Confused about NN input

smu226 · May 24, 2020, 12:47am

Hello! This is probably something silly but I am confused about why the input to my NN doesn’t work. This is the network.

class SimpleNet(nn.Module):
    def __init__(self, ni):
        super().__init__()
        self.linear1 = nn.Linear(ni, 128)
        self.bn1 = nn.BatchNorm1d(128)
        self.linear2 = nn.Linear(128, 128)
        self.bn2 = nn.BatchNorm1d(128)
        self.linear3 = nn.Linear(128, 64)
        self.bn3 = nn.BatchNorm1d(64)
        self.linear4 = nn.Linear(64,64)
        self.bn4 = nn.BatchNorm1d(64)
        self.linear5 = nn.Linear(64,1)

    def forward(self, x):
        x = F.tanh(self.bn1(self.linear1(x)))
        x = F.tanh(self.bn2(self.linear2(x)))
        x = F.tanh(self.bn3(self.linear3(x)))
        x = F.tanh(self.bn4(self.linear4(x)))
        x = self.linear5(x)
        return x

n_variables = 2
model = SimpleNet(n_variables).cuda()

If I run

dt = torch.tensor([[1, 2],[3, 4]]).float().cuda()
model(dt)

it works fine. But for my case I need to pass one input at a time (after training) and when I do this:

dt = torch.tensor([[1, 2]]).float().cuda()
model(dt)

I am getting this error: Expected more than 1 value per channel when training, got input size torch.Size([1, 128])

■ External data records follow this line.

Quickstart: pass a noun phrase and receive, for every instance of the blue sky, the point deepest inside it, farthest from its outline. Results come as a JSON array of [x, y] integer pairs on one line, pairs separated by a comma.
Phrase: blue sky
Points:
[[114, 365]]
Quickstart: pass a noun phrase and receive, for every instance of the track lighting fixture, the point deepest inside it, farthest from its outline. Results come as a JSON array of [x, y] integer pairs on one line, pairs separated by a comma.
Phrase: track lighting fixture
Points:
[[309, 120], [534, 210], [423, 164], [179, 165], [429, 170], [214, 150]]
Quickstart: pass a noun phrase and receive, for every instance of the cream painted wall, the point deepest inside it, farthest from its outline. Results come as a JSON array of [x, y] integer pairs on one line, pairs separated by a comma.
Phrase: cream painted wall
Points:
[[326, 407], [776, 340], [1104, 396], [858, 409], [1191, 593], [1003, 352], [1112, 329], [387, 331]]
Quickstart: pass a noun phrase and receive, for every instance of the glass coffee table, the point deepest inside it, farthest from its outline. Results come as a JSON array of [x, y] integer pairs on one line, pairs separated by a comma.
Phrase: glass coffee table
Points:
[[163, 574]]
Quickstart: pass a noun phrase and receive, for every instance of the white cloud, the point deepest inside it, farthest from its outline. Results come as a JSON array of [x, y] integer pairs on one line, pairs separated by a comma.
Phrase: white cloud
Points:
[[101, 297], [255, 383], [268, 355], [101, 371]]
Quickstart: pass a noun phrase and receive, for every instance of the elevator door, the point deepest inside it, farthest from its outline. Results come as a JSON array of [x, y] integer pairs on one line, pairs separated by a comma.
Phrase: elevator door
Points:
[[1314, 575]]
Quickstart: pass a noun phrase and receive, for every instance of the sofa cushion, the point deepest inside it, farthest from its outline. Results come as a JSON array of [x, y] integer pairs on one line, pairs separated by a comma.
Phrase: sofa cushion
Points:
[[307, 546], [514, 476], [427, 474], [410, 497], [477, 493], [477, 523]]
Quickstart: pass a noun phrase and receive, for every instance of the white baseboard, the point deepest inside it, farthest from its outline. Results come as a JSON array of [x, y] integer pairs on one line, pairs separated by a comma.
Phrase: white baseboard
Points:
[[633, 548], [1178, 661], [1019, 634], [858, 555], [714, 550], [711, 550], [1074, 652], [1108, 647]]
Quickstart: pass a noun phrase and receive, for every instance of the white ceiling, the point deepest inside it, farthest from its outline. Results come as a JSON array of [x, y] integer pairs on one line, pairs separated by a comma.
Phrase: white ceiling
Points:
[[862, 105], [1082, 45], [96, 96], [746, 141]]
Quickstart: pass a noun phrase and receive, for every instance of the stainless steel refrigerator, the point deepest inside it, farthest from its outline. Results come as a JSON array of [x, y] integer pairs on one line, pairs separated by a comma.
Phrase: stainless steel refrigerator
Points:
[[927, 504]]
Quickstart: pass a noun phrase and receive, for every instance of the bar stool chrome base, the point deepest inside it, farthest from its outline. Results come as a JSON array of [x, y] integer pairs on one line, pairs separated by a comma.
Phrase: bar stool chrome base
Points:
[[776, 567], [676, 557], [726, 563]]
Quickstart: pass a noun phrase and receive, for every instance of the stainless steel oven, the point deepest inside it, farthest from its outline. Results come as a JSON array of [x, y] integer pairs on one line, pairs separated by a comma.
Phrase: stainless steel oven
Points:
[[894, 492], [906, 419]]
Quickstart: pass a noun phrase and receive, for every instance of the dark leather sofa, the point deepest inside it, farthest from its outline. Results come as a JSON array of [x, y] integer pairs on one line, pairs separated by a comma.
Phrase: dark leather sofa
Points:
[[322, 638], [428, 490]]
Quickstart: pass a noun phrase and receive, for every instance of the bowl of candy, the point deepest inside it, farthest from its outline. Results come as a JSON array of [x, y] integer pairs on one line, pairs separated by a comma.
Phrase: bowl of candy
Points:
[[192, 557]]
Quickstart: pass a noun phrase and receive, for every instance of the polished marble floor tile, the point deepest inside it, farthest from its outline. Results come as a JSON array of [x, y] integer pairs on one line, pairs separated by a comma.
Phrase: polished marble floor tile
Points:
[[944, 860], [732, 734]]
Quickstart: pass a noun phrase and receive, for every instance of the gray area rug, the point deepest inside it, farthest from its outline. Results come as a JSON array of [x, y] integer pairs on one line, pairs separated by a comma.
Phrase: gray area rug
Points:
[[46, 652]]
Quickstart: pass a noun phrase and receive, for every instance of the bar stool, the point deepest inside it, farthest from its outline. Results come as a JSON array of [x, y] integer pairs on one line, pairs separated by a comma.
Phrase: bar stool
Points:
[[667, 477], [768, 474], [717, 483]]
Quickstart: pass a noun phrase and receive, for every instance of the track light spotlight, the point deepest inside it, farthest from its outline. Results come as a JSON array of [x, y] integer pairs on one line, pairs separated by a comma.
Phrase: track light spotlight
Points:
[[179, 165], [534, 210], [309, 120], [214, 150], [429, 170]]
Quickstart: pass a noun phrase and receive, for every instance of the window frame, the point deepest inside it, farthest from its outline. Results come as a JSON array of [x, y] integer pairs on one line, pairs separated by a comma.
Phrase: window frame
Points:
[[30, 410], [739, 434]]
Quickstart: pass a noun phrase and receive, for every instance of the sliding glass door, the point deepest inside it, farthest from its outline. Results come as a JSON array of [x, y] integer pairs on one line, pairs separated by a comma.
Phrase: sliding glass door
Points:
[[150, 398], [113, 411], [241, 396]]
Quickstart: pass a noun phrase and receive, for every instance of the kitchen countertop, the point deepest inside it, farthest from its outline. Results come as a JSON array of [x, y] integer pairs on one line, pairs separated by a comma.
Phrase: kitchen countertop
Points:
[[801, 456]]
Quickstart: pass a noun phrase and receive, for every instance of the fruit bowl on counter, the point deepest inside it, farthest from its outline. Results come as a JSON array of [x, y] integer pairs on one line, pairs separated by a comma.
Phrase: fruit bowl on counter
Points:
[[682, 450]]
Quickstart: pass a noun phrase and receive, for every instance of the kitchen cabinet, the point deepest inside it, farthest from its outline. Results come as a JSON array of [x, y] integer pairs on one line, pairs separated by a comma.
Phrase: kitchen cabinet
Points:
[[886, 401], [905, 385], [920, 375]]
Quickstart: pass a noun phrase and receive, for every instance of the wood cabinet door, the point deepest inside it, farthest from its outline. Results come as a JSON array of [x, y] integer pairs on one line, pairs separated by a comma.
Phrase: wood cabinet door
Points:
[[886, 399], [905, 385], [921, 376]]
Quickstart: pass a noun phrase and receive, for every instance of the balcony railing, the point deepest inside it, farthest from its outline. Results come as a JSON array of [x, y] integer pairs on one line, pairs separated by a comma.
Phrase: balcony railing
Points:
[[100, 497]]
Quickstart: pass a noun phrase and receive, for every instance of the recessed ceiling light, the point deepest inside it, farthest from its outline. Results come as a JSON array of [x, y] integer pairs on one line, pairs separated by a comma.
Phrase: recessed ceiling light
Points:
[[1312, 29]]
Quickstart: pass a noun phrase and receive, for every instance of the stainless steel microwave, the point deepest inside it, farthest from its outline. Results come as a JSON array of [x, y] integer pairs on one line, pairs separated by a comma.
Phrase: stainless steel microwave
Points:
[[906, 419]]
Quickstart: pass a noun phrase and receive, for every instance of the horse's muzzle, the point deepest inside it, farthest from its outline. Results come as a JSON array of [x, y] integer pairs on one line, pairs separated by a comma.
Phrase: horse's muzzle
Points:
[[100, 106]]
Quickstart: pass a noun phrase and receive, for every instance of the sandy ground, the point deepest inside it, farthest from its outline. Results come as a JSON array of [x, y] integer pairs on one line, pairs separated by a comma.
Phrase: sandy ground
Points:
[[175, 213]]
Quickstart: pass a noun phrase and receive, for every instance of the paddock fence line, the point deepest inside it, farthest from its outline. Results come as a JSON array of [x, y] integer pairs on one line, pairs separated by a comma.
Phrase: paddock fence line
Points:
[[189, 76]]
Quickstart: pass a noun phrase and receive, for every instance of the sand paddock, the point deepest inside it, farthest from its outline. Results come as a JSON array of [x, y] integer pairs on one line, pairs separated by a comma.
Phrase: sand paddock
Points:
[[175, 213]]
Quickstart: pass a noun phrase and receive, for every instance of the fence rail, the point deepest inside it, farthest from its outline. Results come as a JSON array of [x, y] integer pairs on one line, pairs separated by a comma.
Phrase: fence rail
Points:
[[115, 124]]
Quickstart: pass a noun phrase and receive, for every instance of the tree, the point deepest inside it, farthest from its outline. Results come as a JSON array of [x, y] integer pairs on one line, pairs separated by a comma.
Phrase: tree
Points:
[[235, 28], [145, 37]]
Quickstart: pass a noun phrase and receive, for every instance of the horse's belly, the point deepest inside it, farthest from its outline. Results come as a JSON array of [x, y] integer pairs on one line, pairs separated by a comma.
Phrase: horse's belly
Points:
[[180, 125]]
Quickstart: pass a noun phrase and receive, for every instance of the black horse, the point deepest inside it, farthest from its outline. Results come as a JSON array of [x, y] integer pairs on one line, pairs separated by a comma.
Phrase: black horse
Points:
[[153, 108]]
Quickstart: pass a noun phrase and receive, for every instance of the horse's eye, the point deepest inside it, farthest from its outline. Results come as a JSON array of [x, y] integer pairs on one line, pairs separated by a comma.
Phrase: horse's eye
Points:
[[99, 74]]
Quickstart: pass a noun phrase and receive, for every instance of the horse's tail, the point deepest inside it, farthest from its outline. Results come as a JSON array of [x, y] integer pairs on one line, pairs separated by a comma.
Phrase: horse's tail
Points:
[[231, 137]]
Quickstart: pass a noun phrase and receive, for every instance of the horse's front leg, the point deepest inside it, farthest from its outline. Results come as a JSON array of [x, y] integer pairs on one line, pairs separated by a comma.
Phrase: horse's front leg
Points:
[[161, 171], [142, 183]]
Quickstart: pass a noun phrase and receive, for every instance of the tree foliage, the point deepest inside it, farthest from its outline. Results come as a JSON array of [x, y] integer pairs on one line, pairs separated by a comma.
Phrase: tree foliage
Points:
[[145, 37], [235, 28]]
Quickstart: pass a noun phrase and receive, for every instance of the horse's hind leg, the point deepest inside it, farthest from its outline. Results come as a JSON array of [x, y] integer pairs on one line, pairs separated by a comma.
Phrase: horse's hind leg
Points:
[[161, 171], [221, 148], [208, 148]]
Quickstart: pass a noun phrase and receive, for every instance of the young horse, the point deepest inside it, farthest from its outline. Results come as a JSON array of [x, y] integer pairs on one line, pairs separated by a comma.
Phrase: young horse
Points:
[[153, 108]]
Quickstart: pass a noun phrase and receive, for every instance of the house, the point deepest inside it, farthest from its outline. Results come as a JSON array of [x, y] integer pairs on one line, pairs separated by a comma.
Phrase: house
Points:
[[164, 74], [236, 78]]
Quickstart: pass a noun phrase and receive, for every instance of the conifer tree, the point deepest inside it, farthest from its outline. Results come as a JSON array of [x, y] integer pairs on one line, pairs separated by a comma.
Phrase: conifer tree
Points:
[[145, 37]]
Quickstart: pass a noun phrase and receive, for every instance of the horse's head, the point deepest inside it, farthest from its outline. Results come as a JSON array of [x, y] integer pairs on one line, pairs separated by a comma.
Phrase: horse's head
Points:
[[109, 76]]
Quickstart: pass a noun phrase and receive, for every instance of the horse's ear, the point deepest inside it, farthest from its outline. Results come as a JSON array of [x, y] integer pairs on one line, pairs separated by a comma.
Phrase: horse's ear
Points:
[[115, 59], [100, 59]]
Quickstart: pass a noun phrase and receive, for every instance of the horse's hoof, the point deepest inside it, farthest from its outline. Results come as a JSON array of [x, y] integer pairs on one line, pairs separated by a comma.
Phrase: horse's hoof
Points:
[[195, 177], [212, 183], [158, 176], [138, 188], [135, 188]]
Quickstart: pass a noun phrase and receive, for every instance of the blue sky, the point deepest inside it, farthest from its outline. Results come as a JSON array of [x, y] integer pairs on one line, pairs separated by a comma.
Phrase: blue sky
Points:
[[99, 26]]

What am I doing wrong? Thank you!

ptrblck · May 24, 2020, 4:05am

The batchnorm layers cannot calculate the running estimates from a single sample, and raise this issue.
Your input activation would have the shape [1, 128] without a temporal dimension, where 128 are the input channels.

You could either disable the batchnorm layers via model.eval() or increase the batch size.
Also, using batchnorm layers in general for a small batch size might yield skewed running estimates.